Benson’s icy, pale eyes probed the vast hulk as they approached it. When they were even with it, Smitty and Mac started to swing on, but Benson stopped them.

“I think we’ll have a look at that,” he said.

They covered the hundred yards from track to water, and walked around the part on the beach.

At end and sides, the heavy timbers rose like an unbroken cliff, offering no way into the thing. It was just what it seemed, an abandoned barge on the beach. But Benson still was not satisfied. The opposite end, out in the lake, was out of sight of anyone standing at any point on the shore.

“We’ll wade out,” he said.

They waded, then swam. And Benson’s thoroughness was justified. In the lake end of the ferry, which loomed up at least twenty feet from the water, was a thin crack which ran on and on till the eye took in the fact that it was the edge of a gigantic door.

A portal taking up almost the whole end.

Down at the side, near the water, a plank was broken in what seemed an innocent way. But as they swam nearer they saw that the jagged resulting hole was ample to take a man’s body.

The broken plank made a little door beside the huge one.

The three went in, with Smitty having a little trouble forcing his great bulk in the small opening. Inside, the feeling was that which you get in a big cave. All was darkness; the fragment of light coming in where the plank was broken away did not extend for more than a few yards.

Benson took out a small flash whose case was waterproof and whose bulb had withstood the shock of hitting the water. He played it around.

The tiny ray didn’t begin to penetrate the length and breadth of the ferry. But it did light on something that brought instant identification to all three men.

That object was a length of small, narrow-gauge track running at a slope down into the water at the lake end of the ferry. On the track was a small wooden cradle mounted on flanged wheels. It was the sort of runway which is used to haul surfboats out of the water and up on a drydock.

Or amphibian planes.

“This may have been abandoned once,” said Smitty. “But it isn’t any more. It’s being used as an airplane hangar now.”

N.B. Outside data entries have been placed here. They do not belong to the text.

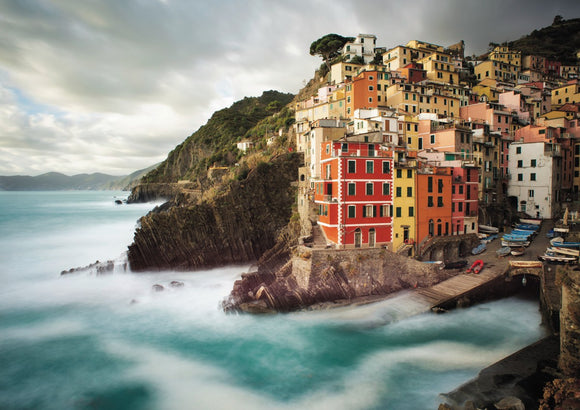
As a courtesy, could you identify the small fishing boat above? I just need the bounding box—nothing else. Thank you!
[443,259,467,269]
[478,225,499,233]
[550,236,580,249]
[548,246,580,257]
[515,224,540,231]
[465,259,483,273]
[538,251,578,263]
[495,246,512,258]
[520,218,542,226]
[501,239,530,248]
[471,242,487,255]
[481,234,498,243]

“For once, ye’re right,” said the Scot. Between him and the giant had developed a habit of biting repartee that might have made a stranger think they disliked each other very much. But the stranger would have been wrong.

Benson eyed the track with thoughtful, pale eyes. In the icy clarity of those eyes was grim urgency. Many lives had been lost in the affair of the man who walked the sky. Every fiber of the dynamic body impelled Benson to fast action lest many more be lost.

“I’ve got to get back to the city,” he said, dead lips, as usual, barely moving in his paralyzed face. “But just the same, this place ought to be investigated thoroughly. Smitty, you look around and come back to me with a complete report. Mac, you’d better come with me.”

The gray fox of a man went out the broken-plank exit, followed by Mac. Smitty was left alone in the vast interior of the barge.

When the human dynamo, whom men called The Avenger, had gone, it seemed as if a light had been turned out in the place, leaving it darker than before.